ZFE : c’est parti pour cinq mois de concertation

Publié le 04/09/2021

Quels véhicules seront exclus de quelles zones et à quelles échéances ? Réponse au printemps prochain pour un début d’application en juillet 2022.

On connait l’objectif ambitieux de la majorité métropolitaine : la sortie du diesel en cœur d’agglomération d’ici 2026. Reste à définir les périmètres concernés – notamment celui de ce fameux cœur d’agglomération – et le calendrier des étapes pour y arriver. Sans oublier les dérogations possibles et les mesures d’accompagnement souhaitables. C’est le vaste objet de la concertation qui vient de s’ouvrir et ce jusqu’au 5 février 2022.
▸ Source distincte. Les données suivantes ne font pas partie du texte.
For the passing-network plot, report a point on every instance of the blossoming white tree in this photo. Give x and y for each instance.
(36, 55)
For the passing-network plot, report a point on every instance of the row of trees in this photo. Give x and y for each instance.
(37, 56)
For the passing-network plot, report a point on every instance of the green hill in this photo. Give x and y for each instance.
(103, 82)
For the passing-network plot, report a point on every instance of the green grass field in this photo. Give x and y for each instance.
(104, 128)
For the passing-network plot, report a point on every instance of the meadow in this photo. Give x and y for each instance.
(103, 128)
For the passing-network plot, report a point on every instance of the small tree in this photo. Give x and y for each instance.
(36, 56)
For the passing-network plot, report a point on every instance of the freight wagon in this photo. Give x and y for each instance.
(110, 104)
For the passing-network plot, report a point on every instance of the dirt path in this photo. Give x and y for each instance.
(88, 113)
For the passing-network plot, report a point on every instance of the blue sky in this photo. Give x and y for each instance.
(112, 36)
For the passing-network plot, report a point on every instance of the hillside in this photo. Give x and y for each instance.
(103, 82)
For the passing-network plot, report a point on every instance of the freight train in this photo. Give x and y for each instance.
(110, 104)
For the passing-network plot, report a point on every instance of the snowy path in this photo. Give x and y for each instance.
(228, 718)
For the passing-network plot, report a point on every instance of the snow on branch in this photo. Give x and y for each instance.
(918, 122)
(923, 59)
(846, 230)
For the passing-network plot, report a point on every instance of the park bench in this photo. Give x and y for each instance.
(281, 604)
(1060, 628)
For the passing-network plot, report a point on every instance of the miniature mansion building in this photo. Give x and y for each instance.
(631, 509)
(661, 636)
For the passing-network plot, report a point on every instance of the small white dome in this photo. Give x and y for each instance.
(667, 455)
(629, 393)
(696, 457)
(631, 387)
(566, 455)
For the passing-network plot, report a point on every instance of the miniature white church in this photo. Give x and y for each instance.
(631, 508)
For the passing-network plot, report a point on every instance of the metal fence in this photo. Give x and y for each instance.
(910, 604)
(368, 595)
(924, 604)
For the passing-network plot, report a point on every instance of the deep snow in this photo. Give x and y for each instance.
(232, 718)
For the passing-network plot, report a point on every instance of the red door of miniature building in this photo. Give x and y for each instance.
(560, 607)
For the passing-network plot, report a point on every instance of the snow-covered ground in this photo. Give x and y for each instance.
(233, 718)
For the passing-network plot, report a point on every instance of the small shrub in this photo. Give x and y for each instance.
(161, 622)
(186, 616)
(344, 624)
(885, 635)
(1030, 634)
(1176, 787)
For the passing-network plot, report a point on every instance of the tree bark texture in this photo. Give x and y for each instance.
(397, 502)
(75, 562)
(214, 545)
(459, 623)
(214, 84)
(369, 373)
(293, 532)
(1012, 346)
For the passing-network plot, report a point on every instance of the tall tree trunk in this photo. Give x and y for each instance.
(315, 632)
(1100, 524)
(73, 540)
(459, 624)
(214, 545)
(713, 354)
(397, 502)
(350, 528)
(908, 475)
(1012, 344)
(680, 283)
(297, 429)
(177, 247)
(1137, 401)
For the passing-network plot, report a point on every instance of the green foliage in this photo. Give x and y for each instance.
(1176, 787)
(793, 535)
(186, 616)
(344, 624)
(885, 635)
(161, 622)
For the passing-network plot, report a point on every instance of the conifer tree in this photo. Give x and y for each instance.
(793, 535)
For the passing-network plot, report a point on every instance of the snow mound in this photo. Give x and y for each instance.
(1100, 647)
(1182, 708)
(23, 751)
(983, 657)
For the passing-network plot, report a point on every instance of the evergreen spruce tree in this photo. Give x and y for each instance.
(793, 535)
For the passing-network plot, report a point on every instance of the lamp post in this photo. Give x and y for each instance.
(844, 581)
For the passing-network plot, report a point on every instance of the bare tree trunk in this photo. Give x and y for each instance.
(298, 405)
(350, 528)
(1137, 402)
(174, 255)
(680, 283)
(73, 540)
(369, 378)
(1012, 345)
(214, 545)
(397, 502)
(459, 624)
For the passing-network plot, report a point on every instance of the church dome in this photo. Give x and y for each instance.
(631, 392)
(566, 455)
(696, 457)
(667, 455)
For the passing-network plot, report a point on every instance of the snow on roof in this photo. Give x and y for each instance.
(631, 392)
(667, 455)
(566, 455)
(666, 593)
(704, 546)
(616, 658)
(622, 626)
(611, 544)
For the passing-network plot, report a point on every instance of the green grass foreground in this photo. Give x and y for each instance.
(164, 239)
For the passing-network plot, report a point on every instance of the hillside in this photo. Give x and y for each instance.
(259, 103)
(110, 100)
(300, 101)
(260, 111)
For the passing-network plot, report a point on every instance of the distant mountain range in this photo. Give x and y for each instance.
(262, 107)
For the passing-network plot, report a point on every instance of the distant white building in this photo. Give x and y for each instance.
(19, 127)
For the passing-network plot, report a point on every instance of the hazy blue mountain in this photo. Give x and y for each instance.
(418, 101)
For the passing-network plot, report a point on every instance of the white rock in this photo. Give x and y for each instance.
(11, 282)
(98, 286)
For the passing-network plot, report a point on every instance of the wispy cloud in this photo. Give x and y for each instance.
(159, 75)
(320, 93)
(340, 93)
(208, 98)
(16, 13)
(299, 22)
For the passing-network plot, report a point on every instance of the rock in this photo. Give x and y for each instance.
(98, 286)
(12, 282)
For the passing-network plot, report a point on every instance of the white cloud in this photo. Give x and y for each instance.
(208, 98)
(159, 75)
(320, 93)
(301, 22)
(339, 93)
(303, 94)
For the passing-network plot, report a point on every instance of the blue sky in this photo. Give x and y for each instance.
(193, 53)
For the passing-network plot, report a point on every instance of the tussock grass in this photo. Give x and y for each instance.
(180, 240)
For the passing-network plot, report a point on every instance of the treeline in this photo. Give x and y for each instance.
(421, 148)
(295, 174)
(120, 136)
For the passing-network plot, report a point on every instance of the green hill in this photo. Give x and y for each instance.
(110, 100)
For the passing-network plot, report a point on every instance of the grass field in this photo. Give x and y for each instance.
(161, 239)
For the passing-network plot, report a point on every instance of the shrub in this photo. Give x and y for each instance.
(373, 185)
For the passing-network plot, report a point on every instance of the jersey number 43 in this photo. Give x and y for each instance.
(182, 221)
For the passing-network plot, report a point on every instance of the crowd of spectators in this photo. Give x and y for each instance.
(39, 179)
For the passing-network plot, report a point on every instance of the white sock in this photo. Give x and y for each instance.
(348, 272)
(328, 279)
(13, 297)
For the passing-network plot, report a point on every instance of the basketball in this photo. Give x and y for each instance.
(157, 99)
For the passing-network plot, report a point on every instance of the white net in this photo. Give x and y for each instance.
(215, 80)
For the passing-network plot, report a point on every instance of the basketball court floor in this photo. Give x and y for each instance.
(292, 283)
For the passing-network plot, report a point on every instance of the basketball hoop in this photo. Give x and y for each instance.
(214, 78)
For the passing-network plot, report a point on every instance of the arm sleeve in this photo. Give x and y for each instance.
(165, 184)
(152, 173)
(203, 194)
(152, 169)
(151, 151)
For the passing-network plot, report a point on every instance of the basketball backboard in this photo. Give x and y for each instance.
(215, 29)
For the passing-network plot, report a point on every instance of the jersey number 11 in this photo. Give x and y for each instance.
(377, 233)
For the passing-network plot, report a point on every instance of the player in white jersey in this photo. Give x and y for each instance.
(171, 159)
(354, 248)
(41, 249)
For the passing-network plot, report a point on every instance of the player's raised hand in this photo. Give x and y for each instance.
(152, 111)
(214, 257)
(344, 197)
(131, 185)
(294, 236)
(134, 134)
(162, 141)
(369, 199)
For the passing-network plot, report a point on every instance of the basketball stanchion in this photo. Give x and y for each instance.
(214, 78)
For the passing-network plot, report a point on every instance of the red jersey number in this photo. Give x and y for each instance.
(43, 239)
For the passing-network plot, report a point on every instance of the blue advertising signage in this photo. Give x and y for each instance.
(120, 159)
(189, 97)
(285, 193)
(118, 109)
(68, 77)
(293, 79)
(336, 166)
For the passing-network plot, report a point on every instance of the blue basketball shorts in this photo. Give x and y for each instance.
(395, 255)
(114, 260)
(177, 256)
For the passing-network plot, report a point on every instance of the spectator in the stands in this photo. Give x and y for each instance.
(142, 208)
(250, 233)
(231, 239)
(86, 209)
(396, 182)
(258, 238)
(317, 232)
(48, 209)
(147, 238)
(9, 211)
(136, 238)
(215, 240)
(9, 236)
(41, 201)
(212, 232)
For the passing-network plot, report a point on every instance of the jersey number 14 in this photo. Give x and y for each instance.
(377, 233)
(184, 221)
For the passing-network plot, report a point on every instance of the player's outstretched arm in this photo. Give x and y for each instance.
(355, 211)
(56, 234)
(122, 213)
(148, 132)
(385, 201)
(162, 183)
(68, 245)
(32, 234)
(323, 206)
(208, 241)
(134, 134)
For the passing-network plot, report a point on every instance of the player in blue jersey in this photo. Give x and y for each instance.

Au programme : réunions publiques, ateliers, questionnaires, expérimentations, possibilités de contributions ou site internet (jeparticipe.grandlyon.com). La réunion d’ouverture est programmée le 20 septembre. Un panel représentatif d’une trentaine de citoyens doit également être constitué. Après un temps de formation, ceux-ci pourront notamment choisir des experts à auditionner pour ensuite formuler des avis.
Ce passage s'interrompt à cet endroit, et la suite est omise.